Example 5 20 parts of fine powder of nylon 11 having an average particle size of 10 μm was added to 100 parts of the solid content of the paint obtained in Example 1 while stirring at high speed to obtain a welding can repair paint.

Example 6 40 parts of fine powder of nylon 11 having an average particle size of 10 μm was added to 100 parts of the solid content of the paint obtained in Example 1 while stirring at high speed to obtain a welding can repair paint.

Example 7 20 parts of fine powder of nylon 12 having an average particle size of 10 μm was added to 100 parts of the solid content of the paint obtained in Example 2 while stirring at high speed to obtain a welding can repair paint.

Example 8 40 parts of fine powder of nylon 12 having an average particle size of 10 μm was added to 100 parts of the solid content of the paint obtained in Example 2 while stirring at high speed to obtain a welded can repair paint.

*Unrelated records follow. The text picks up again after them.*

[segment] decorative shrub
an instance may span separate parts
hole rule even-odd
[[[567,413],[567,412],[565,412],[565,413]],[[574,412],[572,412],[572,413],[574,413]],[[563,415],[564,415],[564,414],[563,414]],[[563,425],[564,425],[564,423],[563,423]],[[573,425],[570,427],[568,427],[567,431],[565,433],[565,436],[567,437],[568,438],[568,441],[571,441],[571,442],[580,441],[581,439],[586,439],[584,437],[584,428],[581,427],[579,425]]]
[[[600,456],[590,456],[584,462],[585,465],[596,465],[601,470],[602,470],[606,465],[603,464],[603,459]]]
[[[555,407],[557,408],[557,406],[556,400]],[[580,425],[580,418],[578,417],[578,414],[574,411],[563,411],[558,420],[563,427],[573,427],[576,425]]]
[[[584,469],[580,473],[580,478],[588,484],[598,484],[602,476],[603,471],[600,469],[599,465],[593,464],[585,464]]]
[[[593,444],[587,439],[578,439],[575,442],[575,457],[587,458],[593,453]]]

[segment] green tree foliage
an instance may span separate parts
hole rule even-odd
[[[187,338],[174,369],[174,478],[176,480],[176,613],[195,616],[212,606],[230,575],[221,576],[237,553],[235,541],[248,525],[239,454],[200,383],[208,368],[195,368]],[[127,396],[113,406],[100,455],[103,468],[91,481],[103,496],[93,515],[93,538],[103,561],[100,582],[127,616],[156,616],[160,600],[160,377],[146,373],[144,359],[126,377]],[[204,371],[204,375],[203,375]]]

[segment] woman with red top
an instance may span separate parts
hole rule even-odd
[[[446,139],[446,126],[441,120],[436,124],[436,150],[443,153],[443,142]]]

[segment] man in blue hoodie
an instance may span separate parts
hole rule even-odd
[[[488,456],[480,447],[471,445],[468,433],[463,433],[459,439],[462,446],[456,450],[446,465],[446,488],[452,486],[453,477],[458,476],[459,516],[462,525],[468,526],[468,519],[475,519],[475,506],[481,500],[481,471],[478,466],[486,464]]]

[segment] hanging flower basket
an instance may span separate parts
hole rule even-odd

Example 9 Fine powder of carboxyl group-modified polypropylene with an average particle size of 5 μm was added to 100 parts of the solid content of the paint obtained in Example 2.
Add 5 parts with high speed stirring.

Obtained welding can repair paint.

The welded can repair paints obtained in Examples 5 to 9 were painted and baked in the same manner as in Example 1 to improve coating film performance. The results are shown in Table 5.

Continuation of page 1

Claims (1)

[Claims] 1. Obtained by reacting 100 parts by weight of a bisphenol type epoxy resin with 5 to 100 parts by weight of a higher fatty acid. Epoxy ester resin composition 10 obtained by modifying at least a part of the above bisphenol type epoxy resin
1. A coating composition comprising: 0 parts by weight, 5 to 100 parts by weight of a resol type phenolic resin, and 5 to 100 parts by weight of an amino resin, dissolved in an organic solvent.